The following call to group_lca1518 lists the 20 employers who requested the most H-1B workers in 2018.
ggemp = group_lca1518(20, ['EMPLOYER_NAME'], ['CASE_STATUS'], ['CERTIFIED'])
print(ggemp)
As can be seen, the employers 'AMAZON.COM SERVICES, INC.' and 'COGNIZANT TECHNOLOGY SOLUTIONS US CORP' have NaN for one or years prior to 2018. The latter employer appears to simply be another name for 'COGNIZANT TECHNOLOGY SOLUTIONS U.S. CORPORATION', the fourth employer in the list. The list does not contain another name for 'AMAZON.COM SERVICES, INC.' but those can be searched for via the following command:
ggamaz = group_lca1518(20, ['EMPLOYER_NAME'], ['EMPLOYER_NAME','CASE_STATUS'], ['AMAZON','CERTIFIED$'], True)
print(ggamaz)
Most of these appear to be alternate names for AMAZON. This makes clear the fact that there are no apparent rules for spell-checking or limiting the names for a company. Hence, the list of the top 20 requestors of H-1B visas should be taken to be an estimate, at least until further cleaning of the data can be done. In any event, another striking thing about the the top 20 requestors is the huge increase in the number of H-1B workers requested by 'ERNST & YOUNG U.S. LLP'. The following code searches for other spellings:
ggey = group_lca1518(20, ['EMPLOYER_NAME'], ['EMPLOYER_NAME','CASE_STATUS'], ['ERNST ','CERTIFIED$'], True)
print(ggey)
ggey = group_lca(dd15, '2015', ['EMPLOYER_NAME'], ['EMPLOYER_NAME','CASE_STATUS'], ['ERNST ','CERTIFIED$'], True)
print(ggey)
ggey = group_lca(dd16, '2016', ['EMPLOYER_NAME'], ['EMPLOYER_NAME','CASE_STATUS'], ['ERNST ','CERTIFIED$'], True)
print(ggey)
ggey = group_lca(dd17, '2017', ['EMPLOYER_NAME'], ['EMPLOYER_NAME','CASE_STATUS'], ['ERNST ','CERTIFIED$'], True)
print(ggey)
As can be seen, there's many alternate names but none requesting a large number of workers.

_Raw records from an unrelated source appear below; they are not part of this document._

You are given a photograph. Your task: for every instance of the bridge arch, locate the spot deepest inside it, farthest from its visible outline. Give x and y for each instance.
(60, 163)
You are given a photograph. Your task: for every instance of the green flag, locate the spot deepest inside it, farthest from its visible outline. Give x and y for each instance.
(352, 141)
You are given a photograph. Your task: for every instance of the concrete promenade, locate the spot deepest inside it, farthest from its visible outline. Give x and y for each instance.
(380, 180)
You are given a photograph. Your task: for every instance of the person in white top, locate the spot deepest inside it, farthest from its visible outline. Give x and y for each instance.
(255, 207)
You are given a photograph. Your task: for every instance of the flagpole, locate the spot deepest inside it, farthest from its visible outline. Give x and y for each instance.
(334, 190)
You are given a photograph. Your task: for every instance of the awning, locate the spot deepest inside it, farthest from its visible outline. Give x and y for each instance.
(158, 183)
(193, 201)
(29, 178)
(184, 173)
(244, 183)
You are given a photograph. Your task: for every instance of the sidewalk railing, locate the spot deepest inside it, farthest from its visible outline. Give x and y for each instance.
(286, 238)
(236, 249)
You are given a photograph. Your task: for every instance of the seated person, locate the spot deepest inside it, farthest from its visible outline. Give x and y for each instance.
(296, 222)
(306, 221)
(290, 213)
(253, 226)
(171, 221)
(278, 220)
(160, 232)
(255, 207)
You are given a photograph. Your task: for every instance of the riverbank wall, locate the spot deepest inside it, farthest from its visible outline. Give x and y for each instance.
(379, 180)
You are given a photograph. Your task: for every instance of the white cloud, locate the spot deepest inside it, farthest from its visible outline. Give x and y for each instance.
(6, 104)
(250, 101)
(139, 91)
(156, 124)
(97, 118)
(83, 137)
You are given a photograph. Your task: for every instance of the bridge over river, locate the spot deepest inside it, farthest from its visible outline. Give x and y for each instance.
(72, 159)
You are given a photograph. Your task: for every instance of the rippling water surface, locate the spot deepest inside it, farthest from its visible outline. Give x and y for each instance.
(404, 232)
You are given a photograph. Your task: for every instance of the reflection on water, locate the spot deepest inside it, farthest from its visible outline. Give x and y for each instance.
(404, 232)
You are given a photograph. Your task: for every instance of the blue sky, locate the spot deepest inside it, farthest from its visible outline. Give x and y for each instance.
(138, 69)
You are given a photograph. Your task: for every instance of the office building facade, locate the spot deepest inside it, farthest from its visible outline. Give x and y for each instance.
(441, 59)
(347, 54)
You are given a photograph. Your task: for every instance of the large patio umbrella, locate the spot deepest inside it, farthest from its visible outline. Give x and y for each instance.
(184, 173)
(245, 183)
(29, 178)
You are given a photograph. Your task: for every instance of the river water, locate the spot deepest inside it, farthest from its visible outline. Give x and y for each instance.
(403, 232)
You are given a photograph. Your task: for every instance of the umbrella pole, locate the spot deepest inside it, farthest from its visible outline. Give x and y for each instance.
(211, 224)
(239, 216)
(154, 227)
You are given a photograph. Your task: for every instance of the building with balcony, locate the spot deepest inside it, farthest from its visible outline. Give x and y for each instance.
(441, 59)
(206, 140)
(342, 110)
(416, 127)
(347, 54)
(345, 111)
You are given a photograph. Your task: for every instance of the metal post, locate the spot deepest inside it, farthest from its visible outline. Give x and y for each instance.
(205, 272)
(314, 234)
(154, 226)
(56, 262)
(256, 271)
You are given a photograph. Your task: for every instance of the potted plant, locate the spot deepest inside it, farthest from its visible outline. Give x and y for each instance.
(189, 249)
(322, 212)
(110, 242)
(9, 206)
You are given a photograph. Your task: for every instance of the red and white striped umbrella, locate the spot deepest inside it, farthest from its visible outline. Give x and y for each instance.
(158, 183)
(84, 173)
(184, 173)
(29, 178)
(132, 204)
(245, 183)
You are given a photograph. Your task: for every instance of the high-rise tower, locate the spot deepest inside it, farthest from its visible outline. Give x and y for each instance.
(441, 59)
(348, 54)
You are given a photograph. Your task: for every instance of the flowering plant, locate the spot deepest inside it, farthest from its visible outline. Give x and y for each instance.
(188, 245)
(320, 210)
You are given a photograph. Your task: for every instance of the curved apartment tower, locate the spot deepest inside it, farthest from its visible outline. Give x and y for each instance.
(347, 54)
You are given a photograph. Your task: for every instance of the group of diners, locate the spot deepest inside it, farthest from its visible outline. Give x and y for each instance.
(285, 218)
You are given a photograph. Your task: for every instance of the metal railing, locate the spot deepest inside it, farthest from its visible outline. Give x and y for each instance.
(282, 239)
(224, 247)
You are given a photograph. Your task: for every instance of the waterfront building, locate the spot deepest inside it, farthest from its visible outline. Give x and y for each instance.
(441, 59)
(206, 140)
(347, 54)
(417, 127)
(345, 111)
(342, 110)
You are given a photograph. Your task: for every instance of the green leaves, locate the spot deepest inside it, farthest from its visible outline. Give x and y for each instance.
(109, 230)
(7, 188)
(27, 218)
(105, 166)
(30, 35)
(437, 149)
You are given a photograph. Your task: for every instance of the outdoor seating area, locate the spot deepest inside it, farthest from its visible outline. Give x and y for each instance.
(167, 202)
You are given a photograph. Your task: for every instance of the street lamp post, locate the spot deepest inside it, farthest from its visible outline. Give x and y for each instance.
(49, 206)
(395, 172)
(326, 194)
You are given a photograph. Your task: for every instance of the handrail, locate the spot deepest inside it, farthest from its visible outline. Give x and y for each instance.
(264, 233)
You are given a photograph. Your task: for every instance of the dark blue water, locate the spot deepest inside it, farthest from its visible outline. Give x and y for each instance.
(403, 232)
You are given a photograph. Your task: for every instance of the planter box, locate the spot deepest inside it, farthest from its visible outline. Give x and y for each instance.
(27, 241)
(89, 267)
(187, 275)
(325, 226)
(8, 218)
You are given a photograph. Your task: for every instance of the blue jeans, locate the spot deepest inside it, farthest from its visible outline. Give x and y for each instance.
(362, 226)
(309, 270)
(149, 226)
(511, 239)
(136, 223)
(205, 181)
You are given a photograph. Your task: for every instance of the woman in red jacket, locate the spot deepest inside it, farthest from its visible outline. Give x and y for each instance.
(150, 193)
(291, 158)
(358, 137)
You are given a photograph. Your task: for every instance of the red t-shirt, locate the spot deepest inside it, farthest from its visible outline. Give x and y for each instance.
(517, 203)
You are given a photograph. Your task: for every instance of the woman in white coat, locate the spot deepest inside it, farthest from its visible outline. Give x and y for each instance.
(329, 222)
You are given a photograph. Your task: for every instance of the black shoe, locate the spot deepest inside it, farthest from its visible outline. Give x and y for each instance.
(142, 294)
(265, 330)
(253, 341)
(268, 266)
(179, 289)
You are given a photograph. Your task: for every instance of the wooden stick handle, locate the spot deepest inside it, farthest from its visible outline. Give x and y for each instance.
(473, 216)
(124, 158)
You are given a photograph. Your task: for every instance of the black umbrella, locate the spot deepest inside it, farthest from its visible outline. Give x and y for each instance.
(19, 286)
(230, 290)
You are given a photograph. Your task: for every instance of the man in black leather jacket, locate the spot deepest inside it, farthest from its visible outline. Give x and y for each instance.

The following plot shows the change in H-1B workers requested for the top 6 requestors in 2018. This ignores any of the alternate names above or for any of the other top 6 requestors:
import pandas as pd
import matplotlib.pyplot as plt
gg6 = group_lca1518(6, ['EMPLOYER_NAME'], ['CASE_STATUS'], ['CERTIFIED'], False, True)
gg6T = gg6.T
gg6T.columns = ['ERNST & YOUNG','DELOITTE','COGNIZANT','HCL AMERICA','APPLE','QUALCOMM']
print(gg6T)
fig, ax = plt.subplots(1, 1, figsize=(12, 8))
ax.plot(gg6T)
ax.set_title('CERTIFIED H-1B WORKERS REQUESTED FOR TOP 6 REQUESTORS IN 2018')
ax.set_xlabel('Year')
ax.set_ylabel('Certified H-1B Workers Requested')
ax.grid(zorder=0)
ax.legend(gg6T.columns)
The plot shows the huge increase in H-1B workers requested by 'ERNST & YOUNG U.S. LLP' in 2018. It does show a decrease in workers requested by 'DELOITTE CONSULTING LLP', another of the "Big Four accounting firms". However, the decrease in 2018 may be due in part to the fact that the data only includes the first half of fiscal year 2018. In any event, the reason for the large increase in requests for Ernst & Young is unclear. In order to get a more detailed view of the increase, the following code shows the values of SOC_NAME for the requested workers. SOC_NAME is the Occupational Name of the job as classified by the Standard Occupational Classification (SOC) system.
ggsoc = group_lca1518(20, ['SOC_NAME'],['CASE_STATUS','EMPLOYER_NAME'],['CERTIFIED','ERNST & YOUNG U.S. LLP'])
print(ggsoc)
As can be seen, the additional H-1B workers requested are chiefly for accounting, computer, and financial occupations. It would seem possible that the increase may have something to do with the 2017 Tax Cuts and Jobs Act. Any connection may become more clear with the information about requests during the rest of 2018, the number of requests that are actually approved, and any reported changes in the current work force of Ernst and Young. In any event, the large increase in requests would seem to merit additional study.